I didn’t want to go through all of that work again on this project, and even if we could have maneuvered an excavator into the small backyard, the owner did not want us to disturb their gardens. That’s when I remembered my experiences with helical piers: We built a small guest house in a flood zone on helical piers to avoid having a basement in a risky location. We also used them for project involving a bathroom addition on an urban house with mature plantings. And I knew, from a friend who installs helical piers in Alaska, that they are often used to repair foundations damaged by earthquakes and melting permafrost.
So I called Michael Brochu, who installed the piers on my other projects. He owns the Maine franchise of Quebec-based Techno Metal Post (TMP). They have franchises in nine countries in Europe and North America, with in-house engineering to help with projects.
Piers and brackets do the trick
Brochu started by driving a sample pier. The bearing capacity of a helical pier is determined by the diameter of the helix and the measured torque required to drive the pier. With Leasure’s specs and the info from the test pier, the TMP engineer was able to design a system and tell Brochu the torque he needed to achieve during installation. Our site, like much of Portland, Maine, is marine clay, so we hit the torque relatively quickly. In sandier or unstable soil, you might have to add extensions to the pier to drive deep enough to achieve the required torque.
Based on the results of the test pier, the TMP engineer determined that we would need 12 piers with 12-in. helixes driven about 10 ft. deep. To prepare for the work, we rented a small excavator and dug a 2-ft.-deep trench along the two bearing walls, the front and back of the house. This allowed us to keep the piers and brackets hidden below grade when we backfilled.
Next Brochu and crew showed up with their hydraulic driver and the piers. To stay tight to the foundation, they drove the piers at a slight angle, and then pushed the tops toward the foundation when they’d reached the depth they needed. They slid brackets over the tops of the piers and, maintaining pressure on the piers with the driver, bolted the brackets to the foundation walls. Brochu recorded all the torque readings on each pier in case anyone needs documentation in the future.
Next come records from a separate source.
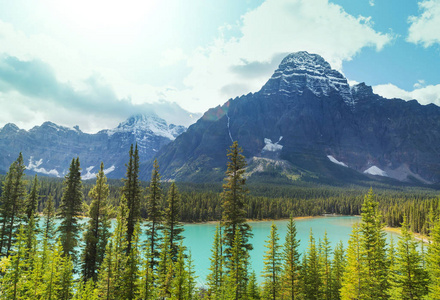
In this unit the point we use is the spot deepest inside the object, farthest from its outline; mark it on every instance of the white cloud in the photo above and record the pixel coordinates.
(424, 28)
(277, 26)
(424, 95)
(172, 56)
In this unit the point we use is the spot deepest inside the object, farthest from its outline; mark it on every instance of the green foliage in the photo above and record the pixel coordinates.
(215, 276)
(12, 200)
(233, 196)
(154, 224)
(409, 279)
(272, 265)
(172, 226)
(132, 193)
(98, 228)
(70, 209)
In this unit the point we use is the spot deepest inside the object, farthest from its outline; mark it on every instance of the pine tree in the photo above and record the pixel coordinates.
(433, 261)
(172, 225)
(12, 199)
(312, 282)
(131, 279)
(373, 245)
(105, 283)
(215, 277)
(154, 224)
(132, 193)
(272, 265)
(32, 201)
(190, 284)
(352, 283)
(178, 283)
(233, 197)
(325, 253)
(98, 228)
(253, 290)
(13, 283)
(291, 263)
(165, 267)
(70, 209)
(49, 223)
(147, 287)
(236, 277)
(338, 267)
(410, 279)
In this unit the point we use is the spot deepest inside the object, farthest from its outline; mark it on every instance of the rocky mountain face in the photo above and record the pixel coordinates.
(307, 122)
(48, 149)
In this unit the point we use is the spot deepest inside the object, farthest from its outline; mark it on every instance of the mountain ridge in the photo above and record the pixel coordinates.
(313, 113)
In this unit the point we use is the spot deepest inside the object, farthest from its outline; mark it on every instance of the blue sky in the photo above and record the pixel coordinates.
(93, 63)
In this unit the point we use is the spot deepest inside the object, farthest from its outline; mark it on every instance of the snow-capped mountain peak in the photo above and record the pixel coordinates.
(300, 70)
(151, 124)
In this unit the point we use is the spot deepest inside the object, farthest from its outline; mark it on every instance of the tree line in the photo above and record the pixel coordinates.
(44, 262)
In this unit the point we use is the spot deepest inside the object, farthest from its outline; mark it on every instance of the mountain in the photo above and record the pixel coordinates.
(49, 148)
(308, 123)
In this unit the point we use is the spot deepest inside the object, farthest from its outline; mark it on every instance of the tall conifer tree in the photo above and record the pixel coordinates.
(133, 193)
(272, 265)
(98, 228)
(234, 204)
(70, 209)
(291, 263)
(154, 225)
(172, 225)
(12, 208)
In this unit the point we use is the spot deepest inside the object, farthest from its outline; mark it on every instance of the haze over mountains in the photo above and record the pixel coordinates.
(306, 123)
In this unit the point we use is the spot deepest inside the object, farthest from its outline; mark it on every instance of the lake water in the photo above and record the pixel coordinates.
(199, 238)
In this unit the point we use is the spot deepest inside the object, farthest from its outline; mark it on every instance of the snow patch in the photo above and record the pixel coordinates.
(375, 171)
(108, 170)
(90, 175)
(35, 166)
(272, 147)
(334, 160)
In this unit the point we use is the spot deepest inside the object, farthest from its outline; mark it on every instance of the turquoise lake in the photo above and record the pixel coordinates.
(199, 238)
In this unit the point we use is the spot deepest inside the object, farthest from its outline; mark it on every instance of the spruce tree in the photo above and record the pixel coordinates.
(373, 245)
(70, 209)
(272, 265)
(433, 261)
(32, 200)
(234, 205)
(352, 282)
(215, 277)
(291, 263)
(410, 279)
(312, 280)
(12, 208)
(172, 225)
(98, 228)
(236, 277)
(325, 253)
(338, 267)
(132, 193)
(154, 225)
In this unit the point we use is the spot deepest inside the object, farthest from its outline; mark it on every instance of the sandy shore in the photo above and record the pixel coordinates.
(398, 231)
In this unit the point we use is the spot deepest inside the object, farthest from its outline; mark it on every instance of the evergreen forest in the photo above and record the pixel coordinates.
(39, 260)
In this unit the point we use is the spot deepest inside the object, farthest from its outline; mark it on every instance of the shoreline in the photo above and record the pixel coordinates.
(283, 219)
(417, 236)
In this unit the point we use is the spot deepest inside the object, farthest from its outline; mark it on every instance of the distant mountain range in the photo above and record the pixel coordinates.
(307, 123)
(48, 149)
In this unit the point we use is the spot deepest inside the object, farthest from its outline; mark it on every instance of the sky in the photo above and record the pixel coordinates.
(93, 63)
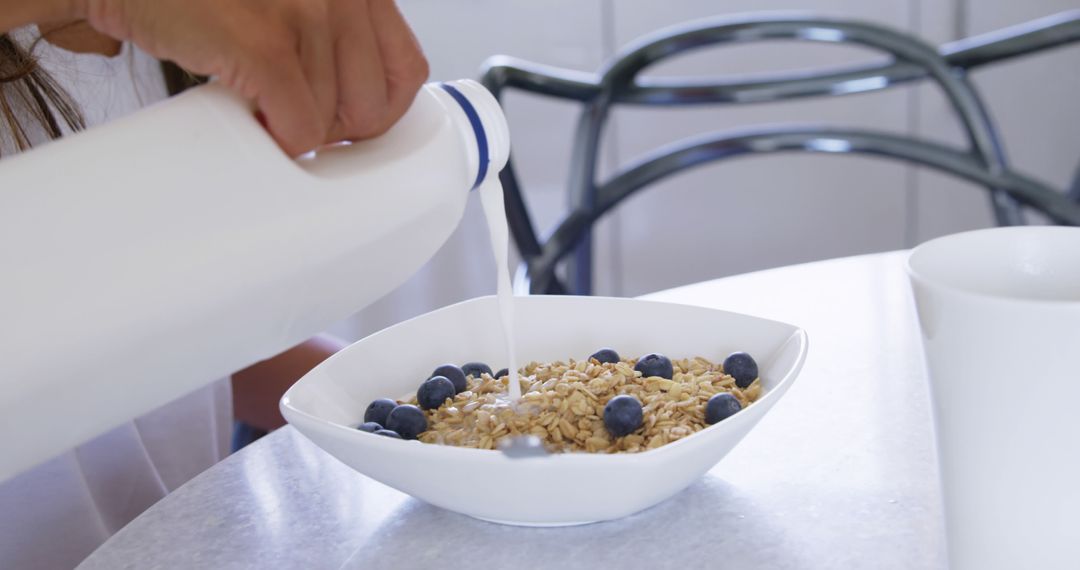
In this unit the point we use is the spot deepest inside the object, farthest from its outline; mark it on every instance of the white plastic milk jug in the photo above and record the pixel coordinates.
(157, 253)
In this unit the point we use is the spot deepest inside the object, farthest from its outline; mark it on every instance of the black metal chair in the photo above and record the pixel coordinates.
(983, 162)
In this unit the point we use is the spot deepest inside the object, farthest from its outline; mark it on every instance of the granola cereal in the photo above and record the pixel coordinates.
(563, 404)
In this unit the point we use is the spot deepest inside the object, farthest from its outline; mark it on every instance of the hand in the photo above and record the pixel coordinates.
(318, 70)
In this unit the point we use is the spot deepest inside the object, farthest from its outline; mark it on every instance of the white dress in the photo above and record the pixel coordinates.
(54, 515)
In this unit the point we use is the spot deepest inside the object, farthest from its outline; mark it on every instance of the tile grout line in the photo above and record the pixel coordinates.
(914, 111)
(611, 155)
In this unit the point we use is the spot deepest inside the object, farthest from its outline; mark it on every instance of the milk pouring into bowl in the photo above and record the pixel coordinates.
(186, 274)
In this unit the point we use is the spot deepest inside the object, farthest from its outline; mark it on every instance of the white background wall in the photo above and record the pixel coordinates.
(746, 214)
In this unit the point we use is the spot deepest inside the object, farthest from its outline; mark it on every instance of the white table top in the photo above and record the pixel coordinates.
(840, 474)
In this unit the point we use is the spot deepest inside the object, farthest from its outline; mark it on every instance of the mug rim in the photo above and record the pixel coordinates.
(923, 279)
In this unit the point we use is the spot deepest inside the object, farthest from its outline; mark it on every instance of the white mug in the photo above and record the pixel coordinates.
(999, 311)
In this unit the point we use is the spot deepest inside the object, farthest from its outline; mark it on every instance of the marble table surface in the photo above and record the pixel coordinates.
(840, 474)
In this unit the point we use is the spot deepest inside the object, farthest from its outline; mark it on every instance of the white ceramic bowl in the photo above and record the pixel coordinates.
(562, 489)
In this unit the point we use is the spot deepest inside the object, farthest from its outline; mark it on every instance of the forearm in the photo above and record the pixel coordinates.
(17, 13)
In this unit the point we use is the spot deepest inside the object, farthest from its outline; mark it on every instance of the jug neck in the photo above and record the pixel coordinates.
(487, 123)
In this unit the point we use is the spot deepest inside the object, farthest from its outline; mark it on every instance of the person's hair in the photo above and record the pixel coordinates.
(25, 86)
(26, 89)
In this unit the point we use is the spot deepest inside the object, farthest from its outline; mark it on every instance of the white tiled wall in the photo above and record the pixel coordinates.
(744, 214)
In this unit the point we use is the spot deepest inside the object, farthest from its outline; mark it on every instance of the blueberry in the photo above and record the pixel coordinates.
(378, 410)
(622, 415)
(474, 369)
(606, 356)
(407, 420)
(454, 375)
(655, 365)
(369, 426)
(434, 391)
(742, 367)
(720, 406)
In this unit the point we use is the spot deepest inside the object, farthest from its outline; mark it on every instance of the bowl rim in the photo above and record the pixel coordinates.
(796, 335)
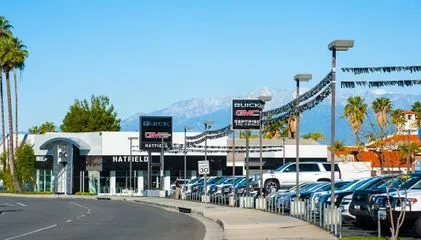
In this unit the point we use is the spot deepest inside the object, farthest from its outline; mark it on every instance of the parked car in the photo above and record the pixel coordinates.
(363, 200)
(285, 176)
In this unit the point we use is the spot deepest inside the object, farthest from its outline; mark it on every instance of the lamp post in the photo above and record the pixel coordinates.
(264, 99)
(130, 162)
(207, 126)
(185, 155)
(298, 78)
(161, 172)
(337, 45)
If we’d had to lift any sections of the foundation, at this point they would have bolted temporary plates above the piers and used regular hydraulic bottle jacks set on top of the piers to push the house up. But because there were no signs of movement, we were just shoring up in preparation for the increased load of the second-floor addition.
Once all the brackets were bolted on, the crew cut off the pier flush with the top of the bracket and welded the piers to the brackets. We then backfilled and were able to proceed with the job. Other than the fresh excavation, no hints of the work done remained.
Versatile and cost effective
This house had a specific problem for us to solve, but you can use this helical-pier technique to repair other foundation systems as well. Slabs on grade are relatively easy. Block walls are harder because you need to attach to the footings, since the block itself will separate if you lift from them. As I mentioned, you can also use helical piers to lift and level foundations.
On the project shown here, the cost of the work was about $14,000. That included renting an excavator, setting the piers, and digging and backfilling the trenches. We saved time and didn’t have to pour any concrete, and perhaps the most helpful thing was that we didn’t disturb the interior at all.
Dan Kolbert is a builder and remodeler in Portland, Maine. Photos by Scott Gibson.